Among a reasonably broad palette of gels I tried three Lee colours previously unknown to me – HT797 Deep Purple for cross-stage washes (which with the addition of heat shield survived the week in Alto 2.5kW lanterns), 703 Cold Lavender for side and front highlights and 775 Soft Amber Key 2 (for overhead lighting in candlelit dinner scene). Loved all three; will no doubt turn to them again.
Also adding considerable variation to colour was my gamble to use 16 of MilTek’s 36 x 3W LED stage wash lanterns, supplied by Dinrino Theatre Services. I was looking for something to give me some extra Disney-esque options for the look of the show and figured that the vibrant green, blue and red output from these units, coupled with the generally lower light levels of many scenes, would work. The theory was correct; their levels were enough to noticeably add even to relatively brightly lit scenes. All were easy to set up, not quirky on DMX and reliable through the show. Knowing they didn’t have barn doors I planned to use them in the rig where control of the circa 30° beam was not a problem. The one issue with these units was the tricky dimming curve of the LEDs that were close to full brightness at not much more than 50% of level on the board and also noticeable notchy between 0%-20%, so plotting had to make allowance for that.Other kit over and above deployment of much of the Hexagon’s lantern stock included a Martin Atomic 3000 strobe, Rosco Gobo rotators (all from Dinrino) and a Toccata 2.5kW effects projector to project a cloud effect on the show open gauze (this from Viking Stage Lighting).

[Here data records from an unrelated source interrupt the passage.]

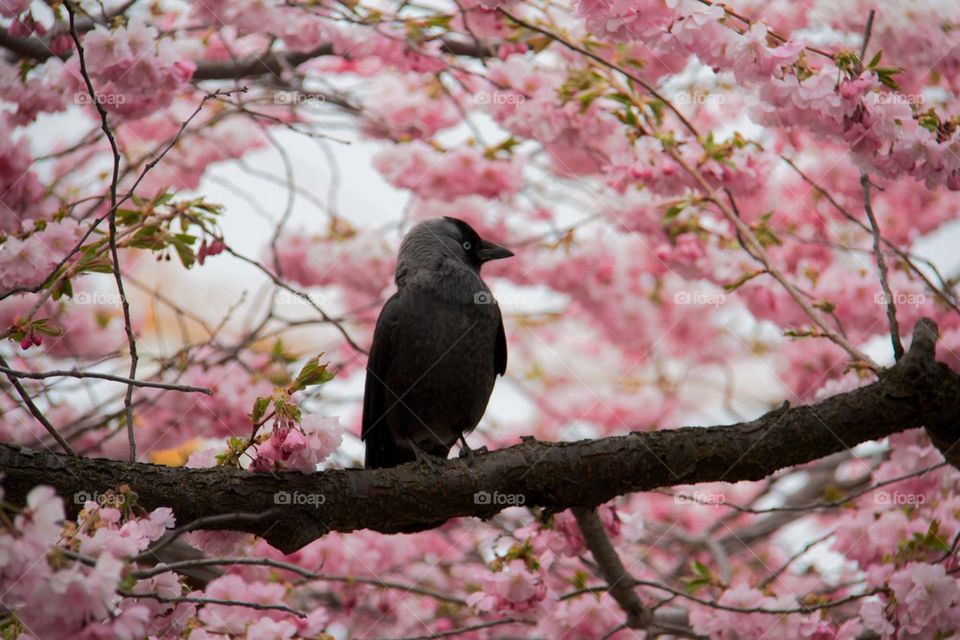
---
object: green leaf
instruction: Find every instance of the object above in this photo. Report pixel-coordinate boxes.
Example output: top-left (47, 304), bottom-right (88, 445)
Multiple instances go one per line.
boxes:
top-left (291, 353), bottom-right (333, 393)
top-left (250, 396), bottom-right (270, 426)
top-left (173, 242), bottom-right (197, 269)
top-left (723, 269), bottom-right (766, 291)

Rigging started on the Saturday night; we worked on front of house on Sunday and focused stage Monday morning. A basic plot was in the board for Monday evening’s technical rehearsal and the polish was applied on the Tuesday during the day and then during the dress in the evening. Further tweaks were made Wednesday afternoon ahead of the first of five performances. In all 199 cues. Hard work but lots of fun!
My thanks to Peter Harley and my niece Heather Hollamby for excellent handling of the followspots and to Adrian Croton of the Hexagon tech staff for all of his efforts up the Tallescope and on the Hexagon’s Strand 550 board.